USA IT Services

Phishing (email), Smishing (text), and vishing (voicemail) continue to be the top conduits for fraudsters to penetrate business or personal networks. These tactics enable fraudsters to obtain personal information, login credentials, or account information and are foundational to other means of compromise. Educating your employees on how to identify the red flags is critical to prevention.

Business Email Compromise (BEC)
BEC takes on different forms and may be very difficult to detect. The three main points of entry are:
Employee email compromise – uses an employee's personal email to request a change in their direct deposit information for payroll or other compensation.
Vendor email compromise – uses a fake email account to impersonate a vendor asking for a change in accounts payable payment information.
Executive impersonation – impersonates a company executive or trusted authoritative figure to request the origination of a payment or a change to the payment information.
The government agency, www.ic3.gov received almost 800,000 registered complaints in 2020 and expects that number to rise significantly in 2022. Of those complaints, over 19,000 were specific to BEC and generated over $1.8 billion dollars in losses.
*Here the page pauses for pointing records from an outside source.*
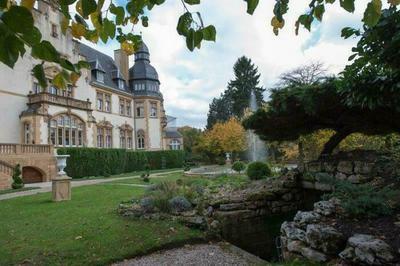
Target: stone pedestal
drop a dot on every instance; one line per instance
(61, 188)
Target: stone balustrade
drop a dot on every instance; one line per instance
(45, 97)
(17, 149)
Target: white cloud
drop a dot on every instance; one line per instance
(190, 80)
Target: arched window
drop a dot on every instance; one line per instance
(175, 144)
(104, 134)
(125, 137)
(66, 131)
(27, 133)
(140, 139)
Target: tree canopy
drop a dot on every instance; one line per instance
(301, 110)
(93, 21)
(363, 99)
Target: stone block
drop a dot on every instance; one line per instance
(346, 167)
(61, 186)
(363, 168)
(314, 167)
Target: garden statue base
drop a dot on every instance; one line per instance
(61, 188)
A simple yet highly effective mitigant for BEC is to STOP-CALL-CONFIRM.
STOP – DO NOT process the request received via email
CALL – Call the sender using a legitimate phone number known to you. DO NOT reply to the email, and DO NOT call the number listed in the email
CONFIRM - Verify that the real vendor or employee did, in fact request the change

Often seen as a threat to only large corporate entities, ransomware is now impacting businesses regardless of size or industry segment. Ransomware typically involves infecting devices with a virus that locks files behind unbreakable cryptography and threatens to destroy them or publicly reveal sensitive information unless a ransom is paid. Ransomware is typically deployed through phishing attacks – where employees of an organization are tricked into providing information or clicking a link that downloads the ransomware software (malware).


To avoid such loss, be sure your firewalls are updated with the most recent patches, your critical data is secure and backed up offsite, and your employees are knowledgeable about phishing attempts. Additionally, be sure to have a thorough response plan in place to react quickly in the event of an attack. Leverage the framework provided on the www.cisa.gov website to create your plan.
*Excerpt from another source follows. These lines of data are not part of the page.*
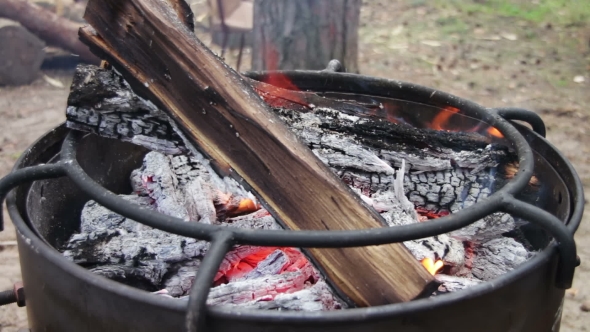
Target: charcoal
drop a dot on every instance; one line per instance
(385, 164)
(102, 102)
(453, 283)
(124, 250)
(180, 277)
(317, 297)
(263, 288)
(497, 257)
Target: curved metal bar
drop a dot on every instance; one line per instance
(532, 118)
(316, 238)
(562, 235)
(24, 175)
(197, 302)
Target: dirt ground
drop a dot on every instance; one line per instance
(536, 59)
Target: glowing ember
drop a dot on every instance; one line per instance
(228, 205)
(245, 206)
(431, 266)
(495, 132)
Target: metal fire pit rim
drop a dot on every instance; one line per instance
(27, 237)
(522, 177)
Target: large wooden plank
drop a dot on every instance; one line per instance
(225, 118)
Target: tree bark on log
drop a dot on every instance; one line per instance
(51, 28)
(222, 115)
(305, 34)
(21, 55)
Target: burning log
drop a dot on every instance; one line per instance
(237, 131)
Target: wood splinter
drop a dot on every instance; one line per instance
(222, 115)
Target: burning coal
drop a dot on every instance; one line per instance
(408, 170)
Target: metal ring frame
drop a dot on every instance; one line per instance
(222, 238)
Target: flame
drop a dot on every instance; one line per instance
(431, 266)
(495, 132)
(441, 120)
(276, 79)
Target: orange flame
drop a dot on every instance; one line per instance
(440, 121)
(276, 79)
(431, 266)
(245, 206)
(240, 266)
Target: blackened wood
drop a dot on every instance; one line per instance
(54, 30)
(305, 34)
(225, 118)
(21, 55)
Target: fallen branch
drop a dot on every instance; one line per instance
(54, 30)
(223, 116)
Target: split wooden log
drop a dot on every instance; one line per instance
(222, 115)
(54, 30)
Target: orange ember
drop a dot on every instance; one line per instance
(495, 132)
(238, 266)
(441, 120)
(245, 206)
(431, 266)
(276, 79)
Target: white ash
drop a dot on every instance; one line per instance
(316, 297)
(122, 249)
(497, 257)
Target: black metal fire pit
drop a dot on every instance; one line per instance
(64, 169)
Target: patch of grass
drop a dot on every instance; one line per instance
(451, 25)
(562, 12)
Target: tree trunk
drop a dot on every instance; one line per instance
(305, 34)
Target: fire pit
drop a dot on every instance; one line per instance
(62, 296)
As was mentioned earlier, many phishing attempts target individuals and employees to obtain login credentials, non-public information, and personal data that can be used to impersonate the legitimate user. The more information the fraudster has about you or your business, the more convincing the impersonation will be. Guard your information closely and regularly update your passwords, refraining from using the same password for multiple platforms. It is also a good idea to regularly check your credit report for any unauthorized activity. Lastly, establish a vendor management program with clear expectations around access to your systems and data.

Many of the latest devices are connected to the internet via wifi or other mobile wireless connection. These devices are convenient, but they are also gateways into your network if not protected properly. Take appropriate precautions to mask, or encrypt, your information. Make sure to password protect your devices and secure your home and office network.


These are just a few of the many fraud schemes being used today. It pays to be fraud aware and keep yourself and your employees educated on the latest trends.